Paru entre 1981 et 1984, Shinkirari — qu’on peut traduire par « éclair de lumière» — est un one shot de « slice of life », c’est-à-dire « tranches de vie » en français. On y découvre le quotidien d’une jeune femme mère de deux enfants au Japon au début des années 1980. Elle se consacre à sa vie de femme au foyer tandis que son mari travaille et n’est que fort peu à la maison.
A travers des scènes quotidienne, on découvre ses envies et ses aspirations. Cantonnée à son rôle de mère et de ménagère, elle aspire à autre chose pour anticiper le jour où ses filles quitteront la maison. Très vite, on se rend compte que son mari ne s’occupe que très peu de ses enfants, et qu’il aime se faire servir par sa femme, sans jamais se rendre compte de tout ce qu’elle fait au sein du foyer. La jeune femme est bien consciente qu’elle sait tout de son mari — du moins le croit-elle — mais se demande si la réciproque est vraie.
Scène après scène, on suit donc le chemin vers l’émancipation que tente de prendre l’héroïne.
Dans ce manga, on plonge dans les relations entre cette femme et son mari, mais aussi ses relations avec ses filles, et surtout sa relation avec elle-même. Au fil de ses interrogations, ses déceptions et ses joies, peu à peu se révèle une jeune femme moins soumise qu’il n’y parait et capable de se rebeller quand il le faut.
Cette histoire est basée en grande partie sur le premier mariage de l’autrice, mariage qui n’a pas été heureux du fait de l’alcoolisme et de la violence de son mari, révélées après les noces. Mais il n’y pas de réelle amertume dans ce récit, et il existe un vrai détachement entre l’origine et le manga, ce qui explique sans doute le côté parfois mélancolique des scènes. La jeune femme se posant souvent la question de ce qui pourrait changer dans sa vie, mais sans vouloir perdre tout ce qu’elle possède déjà.
Avec son dessin stylisé et l’absence de trame, Murasaki Yamada fait partie de ces artistes de la nouvelle vague du manga, féministe avant l’heure, qui avec ses traits fins arrive à camper des personnages et des attitudes très réalistes.

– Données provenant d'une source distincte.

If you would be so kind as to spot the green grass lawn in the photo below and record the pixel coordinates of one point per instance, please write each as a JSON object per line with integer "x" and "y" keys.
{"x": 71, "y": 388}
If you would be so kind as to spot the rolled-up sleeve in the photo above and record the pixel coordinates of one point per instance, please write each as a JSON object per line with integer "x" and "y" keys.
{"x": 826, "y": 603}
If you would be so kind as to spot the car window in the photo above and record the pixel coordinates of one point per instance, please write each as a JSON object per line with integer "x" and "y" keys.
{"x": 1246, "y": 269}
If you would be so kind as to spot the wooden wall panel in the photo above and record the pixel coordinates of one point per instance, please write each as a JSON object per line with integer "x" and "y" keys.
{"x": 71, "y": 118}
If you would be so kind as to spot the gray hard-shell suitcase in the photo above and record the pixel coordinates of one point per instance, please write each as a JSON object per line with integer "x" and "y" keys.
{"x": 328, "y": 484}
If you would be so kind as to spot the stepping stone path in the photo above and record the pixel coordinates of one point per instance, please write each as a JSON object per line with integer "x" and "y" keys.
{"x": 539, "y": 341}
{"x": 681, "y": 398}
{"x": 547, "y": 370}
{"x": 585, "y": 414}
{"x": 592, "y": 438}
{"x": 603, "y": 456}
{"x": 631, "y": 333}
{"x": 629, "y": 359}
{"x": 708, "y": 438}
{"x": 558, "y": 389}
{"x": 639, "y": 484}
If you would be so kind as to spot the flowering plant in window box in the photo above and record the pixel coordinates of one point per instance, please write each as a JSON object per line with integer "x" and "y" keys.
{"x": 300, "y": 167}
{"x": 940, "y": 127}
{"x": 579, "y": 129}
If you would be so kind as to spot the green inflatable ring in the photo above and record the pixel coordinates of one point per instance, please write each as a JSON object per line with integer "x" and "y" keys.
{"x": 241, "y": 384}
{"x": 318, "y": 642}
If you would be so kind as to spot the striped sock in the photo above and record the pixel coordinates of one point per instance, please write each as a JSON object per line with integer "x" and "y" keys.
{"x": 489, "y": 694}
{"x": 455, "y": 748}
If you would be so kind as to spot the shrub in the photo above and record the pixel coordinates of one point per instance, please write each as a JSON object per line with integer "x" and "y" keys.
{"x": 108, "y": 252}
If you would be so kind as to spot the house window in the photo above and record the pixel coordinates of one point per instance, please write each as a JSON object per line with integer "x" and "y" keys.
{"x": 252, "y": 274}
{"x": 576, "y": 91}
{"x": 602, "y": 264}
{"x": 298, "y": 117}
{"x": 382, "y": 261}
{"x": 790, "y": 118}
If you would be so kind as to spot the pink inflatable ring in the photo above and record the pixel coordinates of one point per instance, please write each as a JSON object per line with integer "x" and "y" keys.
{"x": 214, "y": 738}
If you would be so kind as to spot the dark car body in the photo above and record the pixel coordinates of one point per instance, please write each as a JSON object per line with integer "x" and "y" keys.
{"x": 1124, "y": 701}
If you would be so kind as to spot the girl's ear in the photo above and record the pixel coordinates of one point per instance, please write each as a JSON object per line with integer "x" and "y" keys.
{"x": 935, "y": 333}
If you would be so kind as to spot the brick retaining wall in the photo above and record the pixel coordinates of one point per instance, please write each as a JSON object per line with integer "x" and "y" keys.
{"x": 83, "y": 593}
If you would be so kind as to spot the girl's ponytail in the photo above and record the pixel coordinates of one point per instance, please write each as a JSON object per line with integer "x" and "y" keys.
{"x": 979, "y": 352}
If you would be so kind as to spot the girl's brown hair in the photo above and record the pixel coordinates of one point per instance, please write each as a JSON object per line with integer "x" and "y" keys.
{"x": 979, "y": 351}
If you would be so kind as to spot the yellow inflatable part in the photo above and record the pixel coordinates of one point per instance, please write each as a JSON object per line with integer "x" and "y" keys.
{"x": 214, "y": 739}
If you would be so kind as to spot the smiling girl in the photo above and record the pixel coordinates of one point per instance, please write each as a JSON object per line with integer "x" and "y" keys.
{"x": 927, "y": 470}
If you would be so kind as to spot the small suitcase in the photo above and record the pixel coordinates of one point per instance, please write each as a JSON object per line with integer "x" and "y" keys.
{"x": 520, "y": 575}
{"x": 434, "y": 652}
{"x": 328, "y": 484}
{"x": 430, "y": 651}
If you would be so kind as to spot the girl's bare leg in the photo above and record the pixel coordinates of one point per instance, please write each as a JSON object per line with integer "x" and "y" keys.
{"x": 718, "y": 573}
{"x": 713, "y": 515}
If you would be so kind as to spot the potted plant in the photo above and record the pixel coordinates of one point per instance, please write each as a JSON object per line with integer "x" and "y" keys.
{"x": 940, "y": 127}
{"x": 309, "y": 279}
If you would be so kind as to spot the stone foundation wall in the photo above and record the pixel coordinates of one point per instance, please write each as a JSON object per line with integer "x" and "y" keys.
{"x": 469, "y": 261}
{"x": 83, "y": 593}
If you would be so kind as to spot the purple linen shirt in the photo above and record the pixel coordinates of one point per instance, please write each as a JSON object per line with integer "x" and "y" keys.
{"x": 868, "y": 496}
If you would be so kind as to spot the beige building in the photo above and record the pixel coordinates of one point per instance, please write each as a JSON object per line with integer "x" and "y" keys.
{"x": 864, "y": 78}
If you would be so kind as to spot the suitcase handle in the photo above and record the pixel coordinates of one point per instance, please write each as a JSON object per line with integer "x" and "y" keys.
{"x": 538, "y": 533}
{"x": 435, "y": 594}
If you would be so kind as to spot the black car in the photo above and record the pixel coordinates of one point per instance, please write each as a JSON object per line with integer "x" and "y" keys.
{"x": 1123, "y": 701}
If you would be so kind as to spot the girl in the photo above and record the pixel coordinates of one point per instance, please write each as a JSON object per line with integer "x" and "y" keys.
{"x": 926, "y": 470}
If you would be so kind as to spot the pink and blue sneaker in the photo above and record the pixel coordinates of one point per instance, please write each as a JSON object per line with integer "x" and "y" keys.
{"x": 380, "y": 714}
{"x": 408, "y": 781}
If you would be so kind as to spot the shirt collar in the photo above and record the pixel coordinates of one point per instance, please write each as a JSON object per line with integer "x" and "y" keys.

En fin de volume, on retrouve un très long article expliquant la genèse des travaux de Murasaki Yamada, mais aussi sa biographie et quelques photos. J’ai trouvé cet article très intéressant, car il remet très bien dans le contexte historique et éditorial de l’époque les créations de la mangaka et la place qu’elle a su se faire dans le paysage éditorial.
J’ai beaucoup aimé découvrir cette mangaka et son histoire à travers ce volume. Même si la société japonaise à évolué, c’est un bon rappel de ce que pouvait être le quotidien des femmes au début des années 80 au Japon.